Последние четыре месяца никак не уменьшили тоску и душевную боль. Травма все еще присутствует, но я ни за что не пойду к психотерапевту. Я не могу заставить себя говорить обо всем, что произошло.
И никто не поймет.
Никто, кроме Алека.
Желая облегчить нагрузку в ногах, я сажусь на диван и смотрю на все коробки, которые мне еще предстоит распаковать.
Думаю, Алек гордился бы мной. Никогда не думала, что смогу продать родительский дом и переехать через всю страну.
Но вот я здесь.
Моя рука лежит на моем животе.
— Вот мы и здесь.
Я купила дом с тремя спальнями в Пасадене3. Район кажется хорошим, и рядом даже есть парк.
Именно здесь я буду растить маленького Алека.
Я обдумываю идею открытия книжного магазина, потому что учиться на редактора сейчас не вариант. Книжный магазин поможет мне занять себя, пока у меня не появится время на дальнейшее обучение.
Вздыхая, я снова хмуро смотрю на все коробки.
— Мамочка не хочет работать, — жалуюсь я, ложась на диван. — Мы просто немного вздремнем, хорошо?
Как только я закрываю глаза, раздается стук во входную дверь.

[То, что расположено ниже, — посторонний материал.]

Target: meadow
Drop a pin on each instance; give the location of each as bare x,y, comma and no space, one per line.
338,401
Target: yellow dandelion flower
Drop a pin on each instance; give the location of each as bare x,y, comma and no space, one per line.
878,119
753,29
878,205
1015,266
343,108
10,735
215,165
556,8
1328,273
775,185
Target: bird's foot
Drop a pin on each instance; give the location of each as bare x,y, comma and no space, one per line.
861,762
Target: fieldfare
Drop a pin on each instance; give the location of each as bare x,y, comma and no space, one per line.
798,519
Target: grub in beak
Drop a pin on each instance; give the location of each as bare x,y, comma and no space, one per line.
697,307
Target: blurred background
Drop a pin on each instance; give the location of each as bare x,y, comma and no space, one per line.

Мои глаза распахиваются, и я лежу совершенно неподвижно.
Это может быть сосед.
Раздается еще один стук, и мои мышцы напрягаются.
Уходите.
Я лежу, застыв на диване, более десяти минут, убеждаясь, что тот, кто был за дверью, ушел, и только потом медленно поднимаюсь.
Из-за моего пребывания в России я испытываю сильное беспокойство, когда дело доходит до взаимодействия с людьми.

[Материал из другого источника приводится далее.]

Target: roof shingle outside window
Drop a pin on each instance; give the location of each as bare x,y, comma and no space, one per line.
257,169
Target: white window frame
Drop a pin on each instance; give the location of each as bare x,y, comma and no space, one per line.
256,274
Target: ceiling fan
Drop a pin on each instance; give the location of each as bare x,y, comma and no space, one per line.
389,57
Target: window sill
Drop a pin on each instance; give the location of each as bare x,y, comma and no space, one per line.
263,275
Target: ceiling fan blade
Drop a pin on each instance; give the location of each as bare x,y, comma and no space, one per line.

И я всегда проверяю замки. Иногда я проверяю их снова и снова, пока мои нервы не успокоятся.
Это странно, потому что меня забрали не из дома. Просто я стала нервной после всего, что произошло.
Встав, я медленно подхожу к входной двери и заглядываю в глазок. Никого не увидев, я проверяю замки на двери, после чего облегченно выдыхаю.
Не в силах уснуть, я подхожу к ближайшей коробке и открываю ее.
Точно так же, как я шепталась с Алеком в темной комнате, я шепчу нашему малышу:
— Интересно, какие цвета тебе понравятся, когда ты появишься. Может, нам сделать твою комнату бело-желтой? Любимый цвет твоего папы — черный, но для ребенка это слишком мрачно.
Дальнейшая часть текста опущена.